Step 1: Requirements
Functional Requirements
put(key, value)-- store a key-value pairget(key)-- retrieve the value for a keydelete(key)-- remove a key-value pair
Non-Functional Requirements
| Requirement | Target |
|---|---|
| Latency | < 10ms for reads and writes (p99) |
| Availability | 99.99% (always writable, AP system) |
| Scalability | Handle petabytes of data, millions of QPS |
| Durability | No data loss |
| Tunable consistency | Eventual to strong, configurable per operation |
| Automatic scaling | Add/remove nodes without downtime |
Step 2: Single-Server Key-Value Store
In-Memory Hash Table
+----------------------------+
| Hash Table (in RAM) |
| key1 --> value1 |
| key2 --> value2 |
| key3 --> value3 |
+----------------------------+
Pros: Fast (O(1) lookups)
Cons: Limited by RAM, data lost on crash
Improving Single Server
+------------------+ +------------------+
| Write-Ahead Log | | Hash Table |
| (WAL on disk) | ---> | (in memory) |
| append-only | | fast lookups |
+------------------+ +------------------+
|
+-------+-------+
| Data file |
| (compacted |
| periodically)|
+---------------+
WAL ensures durability: if the process crashes, replay the log to rebuild the hash table.

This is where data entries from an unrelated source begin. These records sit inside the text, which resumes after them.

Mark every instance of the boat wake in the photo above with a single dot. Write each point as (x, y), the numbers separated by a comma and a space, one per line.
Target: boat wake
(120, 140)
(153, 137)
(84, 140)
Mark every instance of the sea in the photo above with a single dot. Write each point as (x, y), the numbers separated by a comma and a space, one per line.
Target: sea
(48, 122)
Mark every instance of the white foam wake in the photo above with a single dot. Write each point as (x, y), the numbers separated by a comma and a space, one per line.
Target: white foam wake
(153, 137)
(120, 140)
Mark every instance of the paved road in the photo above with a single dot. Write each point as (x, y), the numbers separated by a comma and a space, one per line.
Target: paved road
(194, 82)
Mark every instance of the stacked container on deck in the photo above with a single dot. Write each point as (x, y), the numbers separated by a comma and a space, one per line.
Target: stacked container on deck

Compaction: Periodically merge and compress old data files to reclaim space.
Step 3: Distributed Architecture
Consistent Hashing for Data Partitioning
Hash ring with virtual nodes:
Node A (vnode 1)
/
/
Node C (vnode 3) ---- Node A (vnode 2)
\ /
\ /
Node B (vnode 1)
|
Node B (vnode 2) --- Node C (vnode 1)
Key "user:123" hashes to position X on the ring
--> Walk clockwise to find first node --> Node B (vnode 1)

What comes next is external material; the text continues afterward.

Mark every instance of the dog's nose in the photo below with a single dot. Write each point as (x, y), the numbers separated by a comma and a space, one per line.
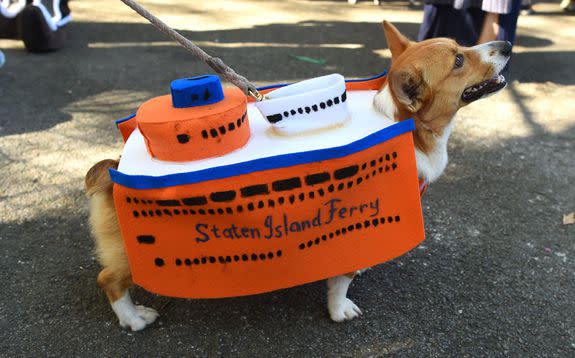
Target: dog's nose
(506, 49)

--> Replicate to next N-1 nodes on ring
Why virtual nodes?
- Even distribution (a node with more capacity gets more vnodes)

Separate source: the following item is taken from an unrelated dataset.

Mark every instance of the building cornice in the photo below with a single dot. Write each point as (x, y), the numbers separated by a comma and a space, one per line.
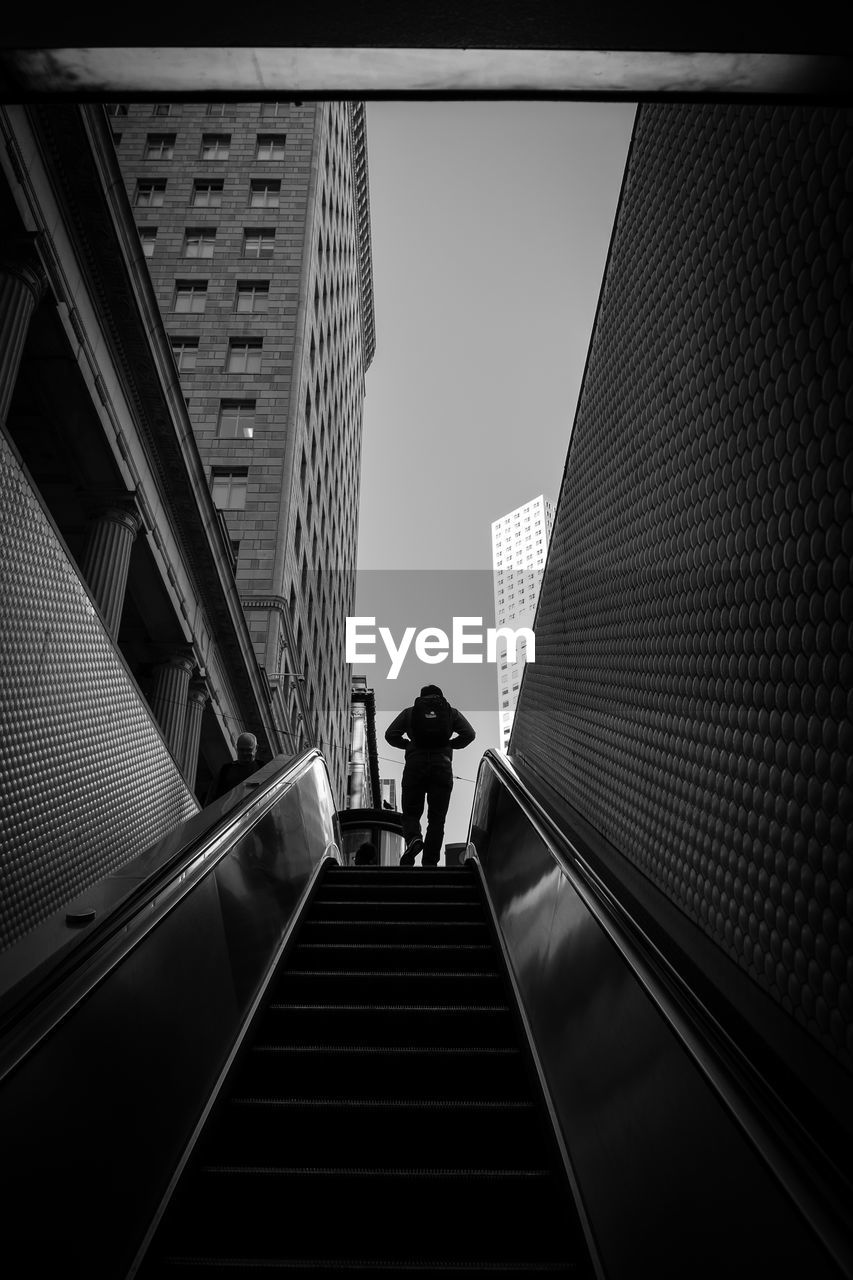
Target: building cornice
(361, 199)
(90, 190)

- Smoother rebalancing when nodes join/leave
- Avoids hotspots from uneven key distribution
Data Replication
Replication factor N = 3
Key "user:123" --> Primary: Node B
Replica 1: Node C (next on ring)
Replica 2: Node A (next unique node on ring)
Write path:
Client --> Coordinator --> Node B (primary)
--> Node C (replica)
--> Node A (replica)
Preference list: The list of N nodes responsible for a key, skipping virtual nodes owned by the same physical node.
Step 4: Consistency -- Quorum Protocol
W + R > N for Strong Consistency
N = 3 (replicas), W = 2 (write quorum), R = 2 (read quorum)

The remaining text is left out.